There are three variables, actually: “cause,” “reason” and “crisis.” The cause of the debate is an action someone takes (or threatens to take) to solve a crisis. The crisis here, say some of our commentators, was the golden calf, which prompted Moses to change the “organizational structure” of the Israelite camp by reassigning the priesthood. That decision would have solved the crisis, but when Moses mentioned it, people with unhealthy reasons made it into a cause. Knowing God would demolish his enemies in an earthquake, Moses had it easy. How do we handle controversy when — alas for the good guys – God has retired from the earthquake business?
Take the case of Congregation Nameless. The executive officers proposed solving the current economic crisis by cutting programs. A healthy board would have debated the proposal with healthy reasons, like the potential impact of the cuts on synagogue life.

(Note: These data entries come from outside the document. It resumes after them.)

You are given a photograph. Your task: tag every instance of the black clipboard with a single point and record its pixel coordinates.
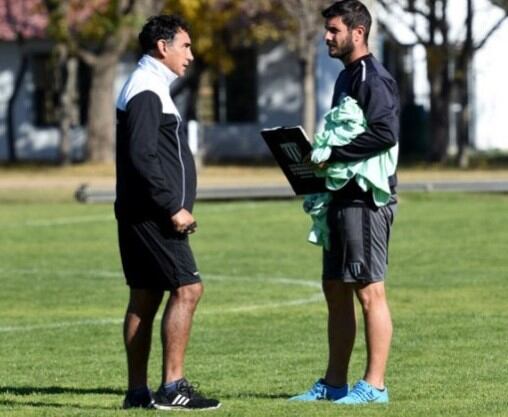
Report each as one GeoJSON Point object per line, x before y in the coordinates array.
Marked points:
{"type": "Point", "coordinates": [289, 146]}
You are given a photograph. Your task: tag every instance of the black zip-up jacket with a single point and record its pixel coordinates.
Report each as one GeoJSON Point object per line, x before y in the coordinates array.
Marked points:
{"type": "Point", "coordinates": [156, 174]}
{"type": "Point", "coordinates": [376, 92]}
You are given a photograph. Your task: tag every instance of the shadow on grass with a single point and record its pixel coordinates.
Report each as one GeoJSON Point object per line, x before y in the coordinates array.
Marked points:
{"type": "Point", "coordinates": [54, 390]}
{"type": "Point", "coordinates": [59, 390]}
{"type": "Point", "coordinates": [258, 395]}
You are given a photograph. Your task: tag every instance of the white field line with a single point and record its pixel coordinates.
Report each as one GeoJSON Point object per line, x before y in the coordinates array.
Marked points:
{"type": "Point", "coordinates": [63, 221]}
{"type": "Point", "coordinates": [205, 312]}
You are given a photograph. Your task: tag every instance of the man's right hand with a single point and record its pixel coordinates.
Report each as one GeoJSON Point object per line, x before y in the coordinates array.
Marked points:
{"type": "Point", "coordinates": [184, 222]}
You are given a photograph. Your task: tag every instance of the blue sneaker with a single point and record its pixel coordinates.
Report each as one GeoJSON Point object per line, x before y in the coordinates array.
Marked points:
{"type": "Point", "coordinates": [321, 391]}
{"type": "Point", "coordinates": [364, 393]}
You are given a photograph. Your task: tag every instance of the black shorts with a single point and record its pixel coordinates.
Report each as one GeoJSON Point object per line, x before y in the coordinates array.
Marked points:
{"type": "Point", "coordinates": [155, 257]}
{"type": "Point", "coordinates": [359, 236]}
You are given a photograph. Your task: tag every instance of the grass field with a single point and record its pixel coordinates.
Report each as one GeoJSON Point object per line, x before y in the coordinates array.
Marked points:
{"type": "Point", "coordinates": [259, 334]}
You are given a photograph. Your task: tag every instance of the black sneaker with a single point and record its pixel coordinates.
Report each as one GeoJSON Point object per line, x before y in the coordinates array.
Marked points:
{"type": "Point", "coordinates": [184, 398]}
{"type": "Point", "coordinates": [138, 401]}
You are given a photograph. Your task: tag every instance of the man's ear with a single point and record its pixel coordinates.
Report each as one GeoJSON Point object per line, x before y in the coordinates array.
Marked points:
{"type": "Point", "coordinates": [359, 33]}
{"type": "Point", "coordinates": [161, 48]}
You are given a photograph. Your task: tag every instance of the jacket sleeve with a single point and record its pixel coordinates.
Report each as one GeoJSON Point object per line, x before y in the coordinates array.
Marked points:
{"type": "Point", "coordinates": [143, 121]}
{"type": "Point", "coordinates": [378, 98]}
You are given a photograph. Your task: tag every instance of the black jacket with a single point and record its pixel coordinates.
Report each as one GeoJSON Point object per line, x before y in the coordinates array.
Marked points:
{"type": "Point", "coordinates": [156, 174]}
{"type": "Point", "coordinates": [376, 92]}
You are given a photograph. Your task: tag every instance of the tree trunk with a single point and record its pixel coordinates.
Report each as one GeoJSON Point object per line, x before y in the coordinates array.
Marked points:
{"type": "Point", "coordinates": [463, 88]}
{"type": "Point", "coordinates": [11, 113]}
{"type": "Point", "coordinates": [308, 65]}
{"type": "Point", "coordinates": [189, 86]}
{"type": "Point", "coordinates": [66, 88]}
{"type": "Point", "coordinates": [101, 112]}
{"type": "Point", "coordinates": [440, 92]}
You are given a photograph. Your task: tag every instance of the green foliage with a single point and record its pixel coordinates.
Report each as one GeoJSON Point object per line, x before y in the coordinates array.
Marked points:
{"type": "Point", "coordinates": [259, 333]}
{"type": "Point", "coordinates": [219, 26]}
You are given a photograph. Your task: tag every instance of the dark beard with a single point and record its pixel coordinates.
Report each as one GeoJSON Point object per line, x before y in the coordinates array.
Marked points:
{"type": "Point", "coordinates": [343, 51]}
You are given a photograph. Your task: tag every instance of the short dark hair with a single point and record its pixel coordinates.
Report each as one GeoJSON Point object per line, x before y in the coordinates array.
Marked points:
{"type": "Point", "coordinates": [160, 27]}
{"type": "Point", "coordinates": [353, 14]}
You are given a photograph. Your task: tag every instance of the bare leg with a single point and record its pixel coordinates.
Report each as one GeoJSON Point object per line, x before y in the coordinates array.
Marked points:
{"type": "Point", "coordinates": [175, 329]}
{"type": "Point", "coordinates": [378, 331]}
{"type": "Point", "coordinates": [137, 332]}
{"type": "Point", "coordinates": [341, 330]}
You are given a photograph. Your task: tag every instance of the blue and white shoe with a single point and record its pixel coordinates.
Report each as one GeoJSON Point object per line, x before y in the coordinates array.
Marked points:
{"type": "Point", "coordinates": [322, 391]}
{"type": "Point", "coordinates": [364, 393]}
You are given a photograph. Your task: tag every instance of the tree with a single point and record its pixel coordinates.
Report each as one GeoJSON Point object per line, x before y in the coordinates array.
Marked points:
{"type": "Point", "coordinates": [449, 62]}
{"type": "Point", "coordinates": [229, 24]}
{"type": "Point", "coordinates": [308, 25]}
{"type": "Point", "coordinates": [19, 21]}
{"type": "Point", "coordinates": [99, 32]}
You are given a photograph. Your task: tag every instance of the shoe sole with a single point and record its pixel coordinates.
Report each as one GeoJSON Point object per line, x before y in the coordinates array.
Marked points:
{"type": "Point", "coordinates": [178, 408]}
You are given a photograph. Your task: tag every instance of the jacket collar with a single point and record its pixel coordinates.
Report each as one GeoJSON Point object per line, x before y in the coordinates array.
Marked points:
{"type": "Point", "coordinates": [151, 64]}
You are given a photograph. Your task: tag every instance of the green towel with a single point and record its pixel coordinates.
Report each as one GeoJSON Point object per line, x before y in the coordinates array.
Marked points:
{"type": "Point", "coordinates": [342, 124]}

But the debate included unhealthy reasons that got swept under the table rather than faced. A sure sign was the fact that people acted rudely toward each other, sometimes interrupting and even shouting. Rancorous debate carried over from the board meetings onto email and into shopping lines at the local grocery store.
The Education chair, for example, noted that a smaller budget meant less education, but said nothing about her underlying insecurity: her need for recognition. House Committee members stood firm in their plan to enlarge the sanctuary – if that got cut, their many hours spent would be in vain, and they would become irrelevant to the congregation’s immediate future.
That’s the way it works: from crisis to cause to reasons. Discussion on the cause can never allay the “reasonable” fears of the parties if the reasons running the discussion are unhealthy. And we all have unhealthy reasons. We just don’t always recognize them.
Torah calls our unhealthy reasons the yetser hara – “the evil inclination” that makes us human. Since we all have them, we should not be embarrassed by them. Being unembarrassed by them, we can admit them and put them aside. We can even chuckle a bit about them, when we see them acting up (and ourselves acting out). Banishing unhealthy reasons allows healthy ones to debate the actual cause and solve the crisis.
In Congregation Nameless, unhealthy reasons still go unchecked. It is a real place, incidentally. A year has gone by and it is still fighting. And I remember its name, come to think of it. It is Congregation B’nai Korach.